16.9.05

Subjugação feminina

No carro está sintonizada uma estação de rádio que só passa música. Não se escuta a voz de locutores que anunciam os autores das músicas que acabaram de passar. Muitas vezes há uma música que cativa a minha atenção, mas fico na escuridão, sem saber quem é o intérprete. O que vale é que recentemente foi criado um serviço por telemóvel que permite sair das trevas – o “qualé”. Faz-se uma chamada telefónica, que transmite o som da música durante vinte segundos e, de seguida, recebemos no telemóvel uma mensagem com o enigma decifrado.
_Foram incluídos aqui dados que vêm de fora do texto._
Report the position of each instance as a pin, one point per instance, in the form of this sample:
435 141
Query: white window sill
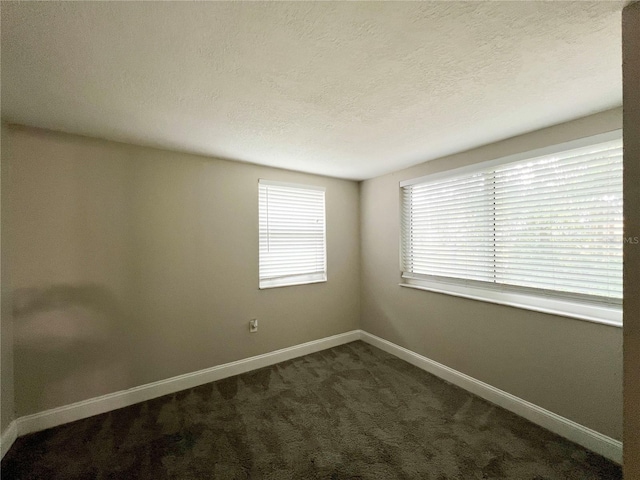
556 306
291 281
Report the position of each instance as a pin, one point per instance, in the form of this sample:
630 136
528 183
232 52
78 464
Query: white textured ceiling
351 90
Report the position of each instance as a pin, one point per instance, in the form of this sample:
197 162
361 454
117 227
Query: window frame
545 301
293 279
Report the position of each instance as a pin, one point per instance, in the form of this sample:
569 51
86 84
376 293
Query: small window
542 230
292 234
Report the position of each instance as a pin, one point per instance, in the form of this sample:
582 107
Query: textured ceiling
350 90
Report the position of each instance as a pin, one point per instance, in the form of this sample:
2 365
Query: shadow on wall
69 340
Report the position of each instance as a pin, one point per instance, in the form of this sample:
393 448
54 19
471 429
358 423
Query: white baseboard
8 437
112 401
588 438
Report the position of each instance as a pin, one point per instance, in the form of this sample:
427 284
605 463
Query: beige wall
571 367
6 324
131 265
631 89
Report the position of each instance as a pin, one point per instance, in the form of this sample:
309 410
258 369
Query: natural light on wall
541 230
292 234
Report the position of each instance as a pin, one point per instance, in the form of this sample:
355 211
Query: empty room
320 240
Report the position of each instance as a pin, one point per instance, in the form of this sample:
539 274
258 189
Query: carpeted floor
352 412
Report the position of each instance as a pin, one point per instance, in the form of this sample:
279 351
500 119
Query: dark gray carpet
352 412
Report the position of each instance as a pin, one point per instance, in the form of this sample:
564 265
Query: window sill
611 316
290 282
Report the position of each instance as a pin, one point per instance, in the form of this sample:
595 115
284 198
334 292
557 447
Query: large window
541 230
292 234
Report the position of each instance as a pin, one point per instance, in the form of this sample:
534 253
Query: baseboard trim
112 401
9 436
588 438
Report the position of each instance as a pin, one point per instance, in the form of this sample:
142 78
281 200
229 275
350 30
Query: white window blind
547 225
292 234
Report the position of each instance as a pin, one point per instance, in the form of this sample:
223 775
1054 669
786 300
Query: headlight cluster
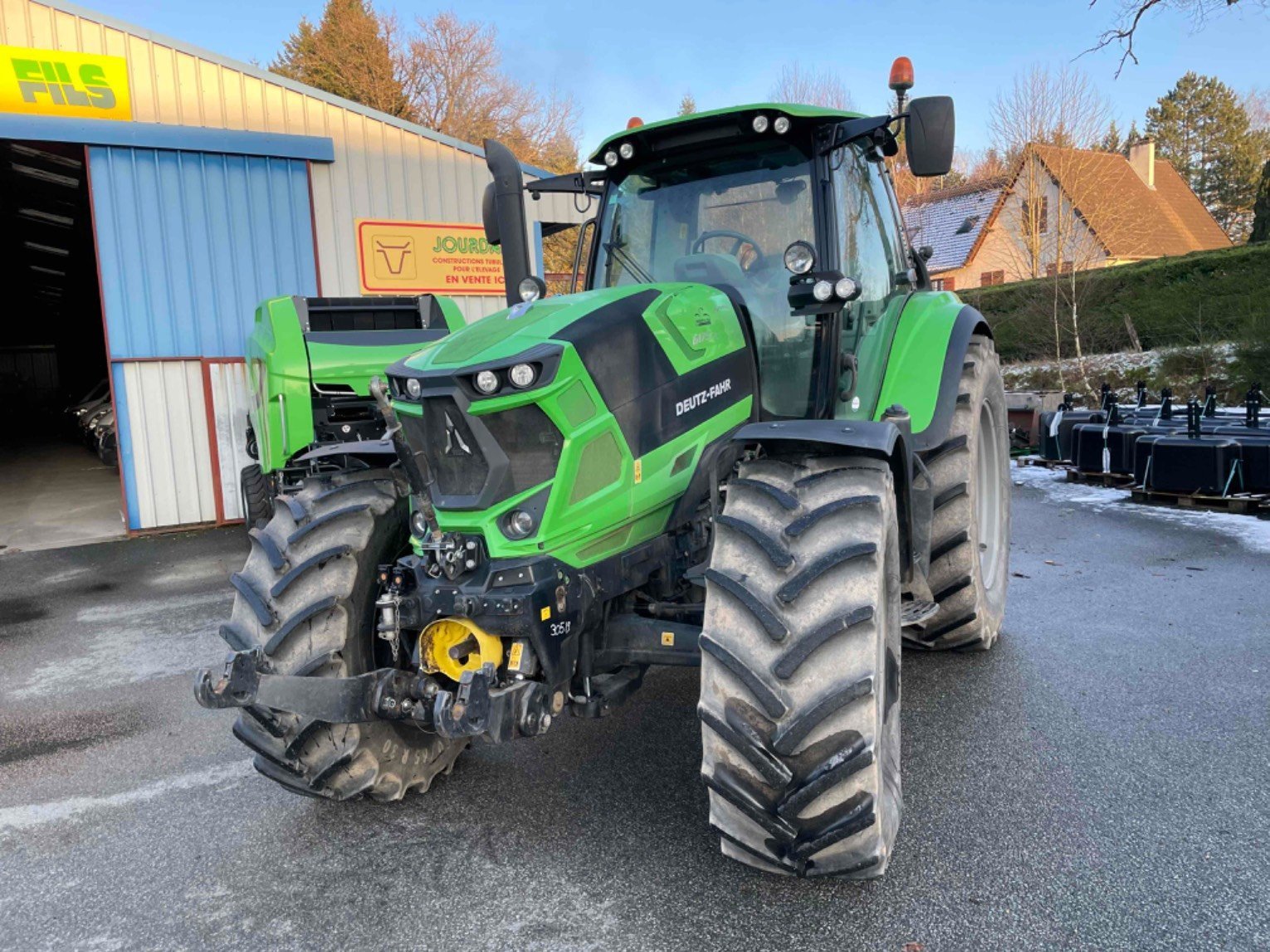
780 124
521 376
627 150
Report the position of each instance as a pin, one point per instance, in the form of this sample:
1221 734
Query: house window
1042 215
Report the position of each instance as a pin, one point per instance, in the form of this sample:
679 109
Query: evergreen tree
348 53
1262 208
1203 129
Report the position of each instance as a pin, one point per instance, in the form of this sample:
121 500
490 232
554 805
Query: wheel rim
987 484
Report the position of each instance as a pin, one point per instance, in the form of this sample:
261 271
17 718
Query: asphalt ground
1097 781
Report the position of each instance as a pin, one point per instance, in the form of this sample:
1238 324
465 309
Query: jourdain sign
51 83
427 258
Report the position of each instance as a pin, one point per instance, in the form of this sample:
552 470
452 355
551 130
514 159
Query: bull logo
394 256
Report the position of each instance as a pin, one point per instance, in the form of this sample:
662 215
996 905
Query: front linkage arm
475 709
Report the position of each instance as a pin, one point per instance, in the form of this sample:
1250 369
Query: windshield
723 220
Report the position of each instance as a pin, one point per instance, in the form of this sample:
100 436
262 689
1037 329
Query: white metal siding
381 170
229 413
167 453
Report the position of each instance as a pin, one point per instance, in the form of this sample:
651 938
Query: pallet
1111 480
1241 503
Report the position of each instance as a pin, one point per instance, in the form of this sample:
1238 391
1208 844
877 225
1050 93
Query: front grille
531 442
478 461
457 462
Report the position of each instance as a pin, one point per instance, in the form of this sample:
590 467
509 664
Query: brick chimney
1142 159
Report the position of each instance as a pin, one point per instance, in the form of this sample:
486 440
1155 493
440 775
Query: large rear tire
970 528
306 596
800 668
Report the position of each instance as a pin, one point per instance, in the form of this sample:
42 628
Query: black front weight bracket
385 695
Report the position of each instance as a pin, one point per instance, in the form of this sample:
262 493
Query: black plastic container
1193 463
1090 439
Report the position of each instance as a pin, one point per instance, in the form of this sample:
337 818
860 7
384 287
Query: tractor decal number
702 398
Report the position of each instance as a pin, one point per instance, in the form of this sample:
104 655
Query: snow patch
19 818
1248 530
122 644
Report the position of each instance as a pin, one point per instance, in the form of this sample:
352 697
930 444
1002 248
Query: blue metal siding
189 244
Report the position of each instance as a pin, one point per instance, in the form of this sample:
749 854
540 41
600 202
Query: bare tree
1131 13
452 75
805 86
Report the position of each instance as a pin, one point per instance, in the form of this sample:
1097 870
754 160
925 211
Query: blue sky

Ultimamente uma música despertou a minha atenção. Não por ser um tema que tenha caído no goto, mas pela perturbante mensagem que se solta da voz enigmática da vocalista. Por entre os acordes da música suave, ela vai repetidamente sussurrando ao ouvido de quem a escuta:

If you want me for your girl, all you have to do is see that you're not the boy for me.”

Não me transtorna o relativismo que domina a vida contemporânea. Novas formas de vida, novas vivências, as ditas “relações abertas”, um cardápio extenso que faz com que hoje seja difícil distinguir normalidade da anormalidade. Nem me interessa fazê-lo, a partir do momento em que a escorregadela para aquilo que os virtuosos do objectivismo vituperam como anormalidade resultar de um acto consentido das pessoas envolvidas.
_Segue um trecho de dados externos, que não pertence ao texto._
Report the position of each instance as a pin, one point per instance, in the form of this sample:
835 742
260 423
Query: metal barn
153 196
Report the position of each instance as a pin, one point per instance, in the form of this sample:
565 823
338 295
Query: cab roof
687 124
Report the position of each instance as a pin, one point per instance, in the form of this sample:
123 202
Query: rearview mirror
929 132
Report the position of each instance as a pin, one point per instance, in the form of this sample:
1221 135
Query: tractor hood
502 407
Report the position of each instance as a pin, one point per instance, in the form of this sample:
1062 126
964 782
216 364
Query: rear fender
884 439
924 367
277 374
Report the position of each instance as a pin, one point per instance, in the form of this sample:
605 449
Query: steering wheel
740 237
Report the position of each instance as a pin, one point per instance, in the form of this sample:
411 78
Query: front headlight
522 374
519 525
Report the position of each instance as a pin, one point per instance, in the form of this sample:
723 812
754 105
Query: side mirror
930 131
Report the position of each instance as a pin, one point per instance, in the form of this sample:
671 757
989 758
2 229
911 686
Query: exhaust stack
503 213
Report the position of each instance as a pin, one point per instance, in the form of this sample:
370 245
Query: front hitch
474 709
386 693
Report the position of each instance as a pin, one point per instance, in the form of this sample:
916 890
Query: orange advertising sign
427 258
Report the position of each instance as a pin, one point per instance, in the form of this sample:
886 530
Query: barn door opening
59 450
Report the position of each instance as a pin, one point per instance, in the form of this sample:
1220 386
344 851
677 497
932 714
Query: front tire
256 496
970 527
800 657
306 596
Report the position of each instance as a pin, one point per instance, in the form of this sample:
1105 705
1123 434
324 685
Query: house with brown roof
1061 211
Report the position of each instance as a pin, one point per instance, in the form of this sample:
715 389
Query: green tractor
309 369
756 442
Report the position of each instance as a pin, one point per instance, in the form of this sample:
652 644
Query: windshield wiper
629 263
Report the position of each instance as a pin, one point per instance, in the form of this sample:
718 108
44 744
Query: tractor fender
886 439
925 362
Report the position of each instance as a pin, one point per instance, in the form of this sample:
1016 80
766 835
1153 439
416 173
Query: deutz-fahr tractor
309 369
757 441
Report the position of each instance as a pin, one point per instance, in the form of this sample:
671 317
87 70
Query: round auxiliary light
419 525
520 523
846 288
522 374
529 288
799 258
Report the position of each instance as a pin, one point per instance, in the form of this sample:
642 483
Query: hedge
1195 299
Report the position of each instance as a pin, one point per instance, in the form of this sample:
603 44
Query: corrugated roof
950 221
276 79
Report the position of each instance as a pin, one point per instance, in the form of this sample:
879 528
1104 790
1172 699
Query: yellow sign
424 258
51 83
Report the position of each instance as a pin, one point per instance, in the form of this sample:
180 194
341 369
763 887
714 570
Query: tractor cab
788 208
Regresso à frase repetida até à exaustão pela vocalista. A imagem de um diálogo coarctado, uma frase retirada desse diálogo imaginário entre ela e um apaixonado que lhe declara intenções. Altiva, avisa que só há uma hipótese de aceitar o namoro proposto: é ele reconhecer que não é homem para ela, que não está à altura da grandeza da donzela. A aceitação implica a submissão do apaixonado. Se quer um sim da sua pretendida, terá que lhe dizer que ela é grande demais para a sua pequenez. Num acto de humildade, ele ajoelha-se e presta-lhe a vassalagem que o seu pretenso amor desbrava. Sem reparar que o acto de humildade se confunde com uma exibição humilhante.
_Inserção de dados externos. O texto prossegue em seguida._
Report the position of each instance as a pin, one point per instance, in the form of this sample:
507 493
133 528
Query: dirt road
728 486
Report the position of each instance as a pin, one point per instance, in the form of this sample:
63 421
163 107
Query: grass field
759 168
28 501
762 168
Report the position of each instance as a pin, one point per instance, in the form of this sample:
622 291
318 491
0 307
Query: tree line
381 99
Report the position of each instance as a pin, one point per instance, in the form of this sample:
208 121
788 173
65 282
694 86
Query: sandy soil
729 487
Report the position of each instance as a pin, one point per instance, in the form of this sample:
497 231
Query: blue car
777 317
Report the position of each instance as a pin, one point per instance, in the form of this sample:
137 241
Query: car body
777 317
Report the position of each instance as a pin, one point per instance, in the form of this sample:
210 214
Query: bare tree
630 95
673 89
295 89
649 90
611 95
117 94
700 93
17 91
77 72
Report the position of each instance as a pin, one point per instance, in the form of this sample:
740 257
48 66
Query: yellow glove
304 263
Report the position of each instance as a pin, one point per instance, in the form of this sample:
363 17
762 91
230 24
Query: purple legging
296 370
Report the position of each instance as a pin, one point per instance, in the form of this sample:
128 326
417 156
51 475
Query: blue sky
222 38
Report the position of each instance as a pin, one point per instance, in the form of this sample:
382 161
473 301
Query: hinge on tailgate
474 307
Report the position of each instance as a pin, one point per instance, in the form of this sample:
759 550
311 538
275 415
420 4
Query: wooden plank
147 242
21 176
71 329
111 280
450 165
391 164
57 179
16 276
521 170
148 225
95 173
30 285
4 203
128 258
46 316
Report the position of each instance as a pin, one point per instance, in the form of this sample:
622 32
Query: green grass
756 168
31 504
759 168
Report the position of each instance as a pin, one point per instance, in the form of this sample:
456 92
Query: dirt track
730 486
Ao escutar repetidamente a frase naquela música, e ao reter a imagem de subjugação proposta pela emproada rapariga, dou comigo a pensar como podem as relações ser marcadas pelo desequilíbrio. À nascença, condenadas à precariedade. São estímulos enviesados, pois o relacionamento é feito de estatutos desiguais. A balança pende para um dos lados, expondo as fraquezas do outro parceiro. Quando ela impõe como condição de entrega que ele admita que não a merece, coloca-o num patamar de inferioridade, no limiar da humilhação. Aos que se prestam ao acinte, uma sublime confusão: acreditarem que o amor tudo recompensa. Mesmo a diminuição pessoal que passa por um acto de suprema humilhação, como o retratado na frase que não cessa de se ouvir enquanto a melodia percorre o seu caminho.

Do lado dela, também uma peça intrigante se desprende do quadro: impor a subjugação do parceiro que lhe quer arrebatar os favores do coração. Esta condição é estranha: supõe que ela se entrega nos braços de quem está disposto a declarar que não a merece. Ora se ela é merecedora de pretendente maior, porque aceita a ternura de alguém que está aquém da sua grandeza? Faz-me lembrar aqueles que pensam: tudo o que vem à rede é peixe. Depois arrependem-se, quando regressam da embriaguez de sentimentos e se querem livrar da companhia de ocasião. A “entrega” (conceito que supõe um desprendimento de si que ultrapassa o limiar do aceitável, nem se compagina com o que se convencionou chamar “amor”) desvenda o apoucamento de si mesmo, a pretensão da osmose que supõe a perda de identidade, a subjugação à vontade do outro(a), uma forma amiba de ser. Um maniqueísmo do amor, na incompreensão dos que julgam que amor é entrega absoluta e incondicional.

Sinal dos tempos: nesta modernidade vencedora são as mulheres, numa vingança sobre a história, que subjugam os fracos homens que se põem a jeito. Uns e outros nada aprenderam com os despojos do passado.